At least he had gotten some quality time in with her, but he replayed the samosa moment in his mind and kept cringing. The one good thing was that the study break had made him tired, and he fell asleep fully clothed, abstaining from self-flagellation for one night.
*
He had to give them credit: his parents had more or less heeded his directions not to smother him, so their impending visit was justified. (Less justified: the fact that his parents insisted on driving the seven hours to see him only so that they could have dinner for an evening, then spend another seven hours driving home.) Aside from those awkward phone calls from his mother, Prashant had been relatively free from their inspection. Like some futuristic robot putting up a force field, he had enabled every possible Facebook firewall to prevent his mother from seeing his pictures, even though they weren’t particularly damning. There were various snippets of pastel shirts and red Solo cups of beer and the occasional appearance of cleavage and tan legs. Of course, there was also Prashant teetering with drink and the occasional drag or toke. However, the university seemed to transform its bacchanalia into something acceptable and almost bolstering. Prashant had come to see it as a place where people simply got shit done. The difference between students at Princeton and students at party schools, he thought, was that students here got in their partying, doing damage to their brain cells and campus shrubbery in equal part, but the next morning there they were, sprawled over their library books—clean-shaven or ponytails neat—glistening and peppery. This was how he wished to present himself to his parents: glinting and clean and sanitized.
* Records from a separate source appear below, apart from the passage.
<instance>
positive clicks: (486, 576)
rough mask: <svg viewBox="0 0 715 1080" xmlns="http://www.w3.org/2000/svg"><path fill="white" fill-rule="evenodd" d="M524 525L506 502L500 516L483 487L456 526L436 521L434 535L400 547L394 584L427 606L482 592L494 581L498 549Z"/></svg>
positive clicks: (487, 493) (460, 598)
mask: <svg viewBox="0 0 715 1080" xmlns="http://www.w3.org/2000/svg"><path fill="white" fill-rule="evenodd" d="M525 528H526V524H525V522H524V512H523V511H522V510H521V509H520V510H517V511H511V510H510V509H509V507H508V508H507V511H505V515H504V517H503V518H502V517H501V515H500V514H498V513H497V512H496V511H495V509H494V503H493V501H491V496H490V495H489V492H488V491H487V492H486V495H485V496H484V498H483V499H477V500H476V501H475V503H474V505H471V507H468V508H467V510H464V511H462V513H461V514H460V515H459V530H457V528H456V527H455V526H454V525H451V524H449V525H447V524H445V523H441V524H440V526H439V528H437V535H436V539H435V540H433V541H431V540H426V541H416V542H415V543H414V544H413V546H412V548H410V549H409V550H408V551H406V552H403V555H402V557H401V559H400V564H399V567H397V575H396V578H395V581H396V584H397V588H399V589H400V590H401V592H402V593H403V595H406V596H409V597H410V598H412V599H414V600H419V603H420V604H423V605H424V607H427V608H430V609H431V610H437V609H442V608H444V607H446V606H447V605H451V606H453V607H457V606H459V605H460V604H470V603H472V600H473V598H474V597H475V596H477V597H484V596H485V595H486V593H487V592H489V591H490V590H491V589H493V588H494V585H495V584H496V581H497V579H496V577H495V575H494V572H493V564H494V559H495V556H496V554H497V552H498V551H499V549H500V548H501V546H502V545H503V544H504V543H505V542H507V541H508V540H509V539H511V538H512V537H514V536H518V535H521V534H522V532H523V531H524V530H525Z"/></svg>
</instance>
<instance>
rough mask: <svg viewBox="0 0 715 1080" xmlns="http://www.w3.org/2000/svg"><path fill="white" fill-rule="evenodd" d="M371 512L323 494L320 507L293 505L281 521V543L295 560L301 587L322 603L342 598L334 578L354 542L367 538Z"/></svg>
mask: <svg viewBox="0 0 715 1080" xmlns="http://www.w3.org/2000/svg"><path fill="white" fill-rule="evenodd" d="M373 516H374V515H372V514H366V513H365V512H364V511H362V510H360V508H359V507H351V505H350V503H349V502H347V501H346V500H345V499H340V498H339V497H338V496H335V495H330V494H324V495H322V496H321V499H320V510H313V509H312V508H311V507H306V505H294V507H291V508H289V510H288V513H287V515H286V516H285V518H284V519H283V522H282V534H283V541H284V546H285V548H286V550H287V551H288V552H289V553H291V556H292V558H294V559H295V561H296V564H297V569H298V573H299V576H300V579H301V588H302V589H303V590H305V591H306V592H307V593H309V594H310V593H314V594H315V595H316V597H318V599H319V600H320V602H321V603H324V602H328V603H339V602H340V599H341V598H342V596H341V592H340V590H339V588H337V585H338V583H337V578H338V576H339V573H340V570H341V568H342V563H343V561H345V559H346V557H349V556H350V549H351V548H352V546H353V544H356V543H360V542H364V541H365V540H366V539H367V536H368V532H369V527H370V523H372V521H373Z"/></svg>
He thanked the Lord yet again that he had no roommate, especially when he saw his parents come bustling in. They examined his room as if they were auditing him, and his mother was, yet again, trying to dress half her age. She had on a loose-fitting pink blouse, tight white slacks, and sandals. Immediately, he noticed that there was something different about her. She had trouble concealing her thoughts—something that he had always seen in her “group of aunties.” They assessed each other as if they had a superpower that rendered their faces unreadable, but you couldn’t have read their judgments more clearly if they were scribbled across their foreheads with a Sharpie. He remembered seeing Seema Auntie examine his mother’s hair across the room, and from the way that Seema Auntie’s jaw tugged downward, it was as if someone had actually put the hair in her mouth. Here, in his room, his mother’s face bore a smirk, but there was a lightness around her eyes. She seemed content, and for a moment, Prashant was hurt. He had taken some solace in his mother’s addled state, the thought that his absence may have caused her pain. Instead, she seemed to be doing just fine. Better than fine. He wondered what was up.
His father sat on his bed while his mother leaned against his desk.